State curator Leslie Nigels informed the Rotunda Committee of the Historic Properties Advisory Commission Thursday that the lower plaque on the pedestal of the Davis statue was removed by state facilities workers on the afternoon of Sunday, March 11.
The commission had voted unanimously last Oct. 24 to remove the plaque, citing its subjective language. The panel’s decision was delayed so Republican Gov. Matt Bevin’s administration could review state law to make sure the commission had the authority to remove the plaque.
The news of the plaque’s removal at Thursday’s meeting did not please John T. Suttles of Paducah, the Kentucky division commander of Sons of Confederate Veterans.

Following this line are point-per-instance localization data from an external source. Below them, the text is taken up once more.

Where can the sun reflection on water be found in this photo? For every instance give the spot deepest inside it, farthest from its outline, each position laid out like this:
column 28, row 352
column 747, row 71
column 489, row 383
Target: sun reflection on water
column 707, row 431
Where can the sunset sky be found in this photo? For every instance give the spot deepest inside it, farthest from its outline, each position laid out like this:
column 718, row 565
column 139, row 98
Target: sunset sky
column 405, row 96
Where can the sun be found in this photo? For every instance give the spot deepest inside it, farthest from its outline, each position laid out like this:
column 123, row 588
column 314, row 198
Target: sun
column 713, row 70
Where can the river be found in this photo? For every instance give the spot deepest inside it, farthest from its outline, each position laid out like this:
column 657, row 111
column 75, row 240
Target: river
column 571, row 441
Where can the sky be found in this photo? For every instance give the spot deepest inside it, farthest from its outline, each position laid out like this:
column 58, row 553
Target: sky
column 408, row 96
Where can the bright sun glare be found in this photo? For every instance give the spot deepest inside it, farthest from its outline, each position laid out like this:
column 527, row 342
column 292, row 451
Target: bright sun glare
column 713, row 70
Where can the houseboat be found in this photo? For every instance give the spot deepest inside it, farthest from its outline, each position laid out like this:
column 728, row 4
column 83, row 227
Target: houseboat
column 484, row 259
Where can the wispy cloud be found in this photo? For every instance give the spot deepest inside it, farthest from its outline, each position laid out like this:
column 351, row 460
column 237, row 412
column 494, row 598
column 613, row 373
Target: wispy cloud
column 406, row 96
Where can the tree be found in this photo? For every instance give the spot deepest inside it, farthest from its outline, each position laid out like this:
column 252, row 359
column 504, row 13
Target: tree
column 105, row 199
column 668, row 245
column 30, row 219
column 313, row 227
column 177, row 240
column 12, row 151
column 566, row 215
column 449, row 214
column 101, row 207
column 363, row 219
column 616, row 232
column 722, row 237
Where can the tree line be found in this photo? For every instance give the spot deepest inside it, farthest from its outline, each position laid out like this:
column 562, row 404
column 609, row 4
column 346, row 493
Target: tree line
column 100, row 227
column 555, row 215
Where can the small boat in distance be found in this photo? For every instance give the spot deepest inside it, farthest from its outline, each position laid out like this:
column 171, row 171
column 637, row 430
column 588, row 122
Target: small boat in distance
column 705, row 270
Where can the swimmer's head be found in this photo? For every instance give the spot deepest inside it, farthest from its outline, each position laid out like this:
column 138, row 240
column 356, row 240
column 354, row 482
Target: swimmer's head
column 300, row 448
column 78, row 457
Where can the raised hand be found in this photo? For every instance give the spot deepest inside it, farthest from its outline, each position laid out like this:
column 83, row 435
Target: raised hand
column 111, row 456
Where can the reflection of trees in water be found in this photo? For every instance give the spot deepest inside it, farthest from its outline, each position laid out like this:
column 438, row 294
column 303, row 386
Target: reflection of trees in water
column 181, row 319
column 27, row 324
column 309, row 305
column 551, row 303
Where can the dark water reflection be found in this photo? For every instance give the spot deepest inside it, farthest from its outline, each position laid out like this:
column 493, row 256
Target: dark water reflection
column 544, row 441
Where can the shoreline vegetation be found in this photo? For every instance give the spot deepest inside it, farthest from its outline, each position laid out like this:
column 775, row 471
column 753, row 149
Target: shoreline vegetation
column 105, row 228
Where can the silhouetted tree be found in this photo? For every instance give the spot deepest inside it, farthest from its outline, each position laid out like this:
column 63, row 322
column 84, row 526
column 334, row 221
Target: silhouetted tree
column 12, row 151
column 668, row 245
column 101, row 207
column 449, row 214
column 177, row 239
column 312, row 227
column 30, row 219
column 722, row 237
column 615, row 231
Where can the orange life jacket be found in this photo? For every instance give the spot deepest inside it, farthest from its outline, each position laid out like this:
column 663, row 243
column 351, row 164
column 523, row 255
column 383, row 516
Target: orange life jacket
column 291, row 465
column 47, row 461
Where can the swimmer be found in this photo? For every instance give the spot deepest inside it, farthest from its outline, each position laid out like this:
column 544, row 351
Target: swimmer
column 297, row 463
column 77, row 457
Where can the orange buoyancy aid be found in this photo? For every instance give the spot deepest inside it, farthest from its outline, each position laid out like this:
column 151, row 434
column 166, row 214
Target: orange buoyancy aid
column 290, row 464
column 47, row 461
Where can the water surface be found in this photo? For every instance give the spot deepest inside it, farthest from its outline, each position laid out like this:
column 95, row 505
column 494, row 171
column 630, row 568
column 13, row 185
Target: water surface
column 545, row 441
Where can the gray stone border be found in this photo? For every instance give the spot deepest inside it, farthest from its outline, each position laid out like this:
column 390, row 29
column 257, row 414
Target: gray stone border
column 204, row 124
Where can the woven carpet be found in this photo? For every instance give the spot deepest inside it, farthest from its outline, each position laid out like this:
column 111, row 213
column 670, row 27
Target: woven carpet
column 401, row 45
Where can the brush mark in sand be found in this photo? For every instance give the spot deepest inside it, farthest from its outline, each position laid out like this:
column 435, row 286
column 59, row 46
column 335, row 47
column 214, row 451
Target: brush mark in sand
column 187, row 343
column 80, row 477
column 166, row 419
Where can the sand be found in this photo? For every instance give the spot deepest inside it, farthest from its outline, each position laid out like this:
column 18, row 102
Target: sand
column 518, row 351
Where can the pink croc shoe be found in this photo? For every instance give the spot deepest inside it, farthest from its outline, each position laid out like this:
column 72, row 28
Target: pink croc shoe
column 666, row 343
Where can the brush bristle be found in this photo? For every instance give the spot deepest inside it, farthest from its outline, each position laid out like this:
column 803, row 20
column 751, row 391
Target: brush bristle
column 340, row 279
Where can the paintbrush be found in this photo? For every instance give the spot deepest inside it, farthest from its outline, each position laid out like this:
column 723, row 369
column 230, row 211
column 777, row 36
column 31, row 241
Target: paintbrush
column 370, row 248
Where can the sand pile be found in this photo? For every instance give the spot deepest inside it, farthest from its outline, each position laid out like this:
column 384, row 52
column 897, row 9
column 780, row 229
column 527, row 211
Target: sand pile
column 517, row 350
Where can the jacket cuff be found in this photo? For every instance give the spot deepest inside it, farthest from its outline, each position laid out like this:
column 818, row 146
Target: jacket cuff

He told the committee that Davis, a native of Kentucky, had contributed to the United States before the Civil War that made him worthy of recognition in the state Capitol and that the plaque should have remained. He said he suspected the plaque removal was “done in the middle of the night” because “they are ashamed of what they are doing.”
Suttles mentioned Davis’ service in the Mexican War and as secretary of war under President Franklin Pierce.
He later told reporters that government officials want “to keep rewriting history.”
“We hated the war. We hated slavery, but most of people weren’t fighting for slavery,” Suttles claimed.
Asked how he could support a traitor to his country, Suttles said Davis was never tried for treason. The U.S. government did charge Davis with treason, but U.S. president Andrew Johnson’s impeachment hearings delayed the trial. The government later granted Davis amnesty.
Charlie Young of Lexington asked the committee what will happen to the removed plaque.
Nigels said it will be preserved and may be taken to the Kentucky History Center in Frankfort. She said it will not be reinstalled on the Davis statue.
Young then asked if the public could still see the plaque.
Committee chairman Craig Potts said no final decision has been made on the plaque’s new location.
Raoul Cunningham, president of the state conference of the NAACP, said removal of the plaque “was just a way to try to make him look good. It tries to sanitize him but he was what he was — a traitor who led states who wanted slavery.”
Cunningham said the entire statue should be removed from the seat of state government. He and other black leaders have said it is an insult that the Davis statue, which stands a few feet from a larger statue of Abraham Lincoln and not far from the governor’s office, occupies a place of honor in the Capitol.
He also said he was disappointed that the issue of removing the statue was not taken up in this year’s legislative session.
“We talked about it but we realized it wasn’t going anywhere,” he said.
The controversial issue of Confederate statues intensified nationwide last August when protests erupted in Charlottesville, Va., about the city’s plan to remove a statue of Confederate General Robert E. Lee. It had stood in the city since 1924. Violence left one person dead and dozens injured.
The state historic properties commission, which oversees state-owned statues, voted 7-2 in August 2015 to keep the statue where it has been since 1936, but to add educational material that helps put the statue in historical context. Although that vote was taken more than two years ago, no educational material has been produced.
Scott Alvey, deputy director of the Kentucky Historical Society, gave the Rotunda Committee Thursday an update on the research it is doing on statues in the Capitol Rotunda.
The statue was erected at the height of the Jim Crow era, when segregation laws proliferated throughout the South, with the help of the United Daughters of the Confederacy and $5,000 in taxpayer money approved by the state legislature.
The Kentucky Division of the United Daughters of the Confederacy has previously threatened to sue if the plaque is removed.